"Transient" properties in a PHP class?
Asked Answered
V

3

9

I've worked with PHP for a few years now, but up until now never had a need to deal with serialisation explicitly, only using the $_SESSION. Now I have a project that requires me to manually implement serialisation mechanism for certain data - and I realise that the issue is applicable to $_SESSION as well.

I have a class that contains a number of properties. Most of these properties are small (as in memory consumption): numbers, relatively short strings, etc. However the class also contains some properties, which may contain HUGE arrays (e.g. an entire dump of a database table: 100,000 rows with 100 fields each).

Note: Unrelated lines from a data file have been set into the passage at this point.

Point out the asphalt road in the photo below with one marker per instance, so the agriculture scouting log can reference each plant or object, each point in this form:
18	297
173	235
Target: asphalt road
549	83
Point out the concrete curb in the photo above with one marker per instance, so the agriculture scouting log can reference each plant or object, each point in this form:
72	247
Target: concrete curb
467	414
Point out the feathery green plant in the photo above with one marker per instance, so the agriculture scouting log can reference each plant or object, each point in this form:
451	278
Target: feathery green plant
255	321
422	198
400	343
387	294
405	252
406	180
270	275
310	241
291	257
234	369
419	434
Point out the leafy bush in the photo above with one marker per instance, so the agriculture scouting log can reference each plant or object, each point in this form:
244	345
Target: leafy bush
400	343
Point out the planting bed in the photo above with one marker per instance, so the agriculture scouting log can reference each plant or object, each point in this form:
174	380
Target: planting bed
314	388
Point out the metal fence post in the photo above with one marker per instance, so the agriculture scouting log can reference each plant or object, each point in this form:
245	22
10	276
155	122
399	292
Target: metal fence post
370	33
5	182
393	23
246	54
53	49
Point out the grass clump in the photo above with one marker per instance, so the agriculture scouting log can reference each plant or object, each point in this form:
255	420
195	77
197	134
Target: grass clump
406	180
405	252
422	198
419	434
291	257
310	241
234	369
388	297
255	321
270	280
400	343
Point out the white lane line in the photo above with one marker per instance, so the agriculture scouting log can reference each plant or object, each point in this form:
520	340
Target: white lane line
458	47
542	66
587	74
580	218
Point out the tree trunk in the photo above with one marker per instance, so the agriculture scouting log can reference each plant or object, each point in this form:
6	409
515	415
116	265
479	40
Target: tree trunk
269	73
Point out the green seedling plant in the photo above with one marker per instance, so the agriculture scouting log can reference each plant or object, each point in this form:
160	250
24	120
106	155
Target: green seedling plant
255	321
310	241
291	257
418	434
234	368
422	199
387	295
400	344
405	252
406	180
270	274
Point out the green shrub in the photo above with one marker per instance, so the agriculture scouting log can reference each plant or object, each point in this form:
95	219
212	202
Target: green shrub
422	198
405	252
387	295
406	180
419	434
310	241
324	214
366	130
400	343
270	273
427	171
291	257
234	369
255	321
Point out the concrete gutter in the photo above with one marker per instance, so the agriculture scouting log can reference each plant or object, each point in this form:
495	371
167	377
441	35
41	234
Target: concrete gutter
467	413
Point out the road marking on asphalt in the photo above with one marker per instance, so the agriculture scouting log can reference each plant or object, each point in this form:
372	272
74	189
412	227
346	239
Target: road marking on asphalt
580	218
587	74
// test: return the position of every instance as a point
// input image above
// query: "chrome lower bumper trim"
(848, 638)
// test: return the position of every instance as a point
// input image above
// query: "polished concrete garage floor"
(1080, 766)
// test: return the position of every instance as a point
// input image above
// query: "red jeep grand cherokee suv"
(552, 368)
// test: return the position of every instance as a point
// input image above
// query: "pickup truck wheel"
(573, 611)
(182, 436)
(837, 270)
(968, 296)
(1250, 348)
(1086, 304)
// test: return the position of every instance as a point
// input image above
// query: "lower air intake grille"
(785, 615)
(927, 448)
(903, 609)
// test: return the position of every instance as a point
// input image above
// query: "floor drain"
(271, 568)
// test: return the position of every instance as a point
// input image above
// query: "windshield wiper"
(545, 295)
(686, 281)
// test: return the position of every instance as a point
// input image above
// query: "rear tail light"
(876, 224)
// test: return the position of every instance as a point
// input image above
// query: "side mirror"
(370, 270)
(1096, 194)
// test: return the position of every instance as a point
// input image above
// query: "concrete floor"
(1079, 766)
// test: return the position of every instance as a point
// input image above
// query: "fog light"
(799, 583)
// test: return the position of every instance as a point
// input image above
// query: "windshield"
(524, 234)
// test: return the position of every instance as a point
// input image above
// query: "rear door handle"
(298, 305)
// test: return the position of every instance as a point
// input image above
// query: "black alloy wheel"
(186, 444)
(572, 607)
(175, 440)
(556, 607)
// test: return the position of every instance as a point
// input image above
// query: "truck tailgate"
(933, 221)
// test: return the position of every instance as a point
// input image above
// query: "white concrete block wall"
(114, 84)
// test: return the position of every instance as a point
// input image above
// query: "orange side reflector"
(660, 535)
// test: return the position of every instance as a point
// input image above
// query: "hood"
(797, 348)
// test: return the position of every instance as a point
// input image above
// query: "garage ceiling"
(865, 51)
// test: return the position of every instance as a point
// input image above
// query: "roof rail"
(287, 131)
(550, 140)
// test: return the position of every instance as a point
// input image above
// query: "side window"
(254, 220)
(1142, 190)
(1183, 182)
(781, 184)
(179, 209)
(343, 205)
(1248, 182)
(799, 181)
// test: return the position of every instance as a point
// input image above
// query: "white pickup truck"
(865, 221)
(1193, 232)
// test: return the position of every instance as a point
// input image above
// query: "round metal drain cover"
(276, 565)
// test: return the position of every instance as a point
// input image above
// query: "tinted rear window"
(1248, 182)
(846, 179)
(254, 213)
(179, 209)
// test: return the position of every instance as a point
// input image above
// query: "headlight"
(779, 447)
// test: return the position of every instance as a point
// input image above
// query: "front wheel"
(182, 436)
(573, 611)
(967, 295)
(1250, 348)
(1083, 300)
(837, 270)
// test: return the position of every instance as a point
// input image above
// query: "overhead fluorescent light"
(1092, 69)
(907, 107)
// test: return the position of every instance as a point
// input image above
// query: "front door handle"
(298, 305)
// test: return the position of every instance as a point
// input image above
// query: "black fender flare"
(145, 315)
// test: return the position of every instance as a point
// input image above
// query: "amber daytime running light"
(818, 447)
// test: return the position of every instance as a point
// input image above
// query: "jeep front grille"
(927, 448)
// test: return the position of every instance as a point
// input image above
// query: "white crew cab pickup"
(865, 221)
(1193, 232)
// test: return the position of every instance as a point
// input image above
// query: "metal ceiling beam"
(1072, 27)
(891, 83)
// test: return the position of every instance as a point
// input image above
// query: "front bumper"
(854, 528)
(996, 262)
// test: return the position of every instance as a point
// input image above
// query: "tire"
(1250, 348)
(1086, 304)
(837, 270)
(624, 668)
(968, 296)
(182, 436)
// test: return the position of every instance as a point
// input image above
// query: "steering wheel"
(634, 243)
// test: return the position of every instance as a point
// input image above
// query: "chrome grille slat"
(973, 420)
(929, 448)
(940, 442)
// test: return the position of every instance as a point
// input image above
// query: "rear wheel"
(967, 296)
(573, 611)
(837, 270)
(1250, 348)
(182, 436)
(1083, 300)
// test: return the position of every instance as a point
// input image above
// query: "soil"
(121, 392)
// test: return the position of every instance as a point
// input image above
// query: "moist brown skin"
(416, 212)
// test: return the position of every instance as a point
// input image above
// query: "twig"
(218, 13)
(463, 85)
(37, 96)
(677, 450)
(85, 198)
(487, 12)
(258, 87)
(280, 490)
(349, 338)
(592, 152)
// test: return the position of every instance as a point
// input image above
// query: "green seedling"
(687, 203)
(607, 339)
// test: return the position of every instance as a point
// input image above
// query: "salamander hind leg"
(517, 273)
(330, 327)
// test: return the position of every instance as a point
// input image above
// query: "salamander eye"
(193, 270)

As it happens, this is one of the classes that needs to be serialised/deserialised - and, luckly, the properties containing large arrays don't need to be serialised, as they are essentially temporary pieces of work and are rebuilt anyway as necessary.

In such circumstances in Java, I would simply declare the property as transient - and it would be omitted from serialisaion. Unfortunately, PHP doesn't support such qualifiers.

One way to deal with is it to have something like this:

class A implements Serializable
{
    private $var_small = 1234;
    private $var_big = array( ... );  //huge array, of course, not init in this way

    public function serialize()
    {
        $vars = get_object_vars($this);
        unset($vars['var_big']);
        return serialize($vars);
    }

    public function unserialize($data)
    {
        $vars = unserialize($data);
        foreach ($vars as $var => $value) {
            $this->$var = $value;
        }
    }
}

However this is rather cumbersome, as I would need to update serialize method every time I add another transient property. Also, once the inheritance comes into play, this becomes even more complicated - to deal with, as transient properties may be in both subclass and the parent. I know, it's still doable, however I would prefer to delegate as much as possible to the language rather than reinvent the wheel.

So, what's the best way to deal with transient properties? Or am I missing something and PHP supports this out of the box?

Virilism answered 2/2, 2012 at 14:51 Comment(0)
K
7

Php provides __sleep magic method which allows you to choose what attributes are to be serialized.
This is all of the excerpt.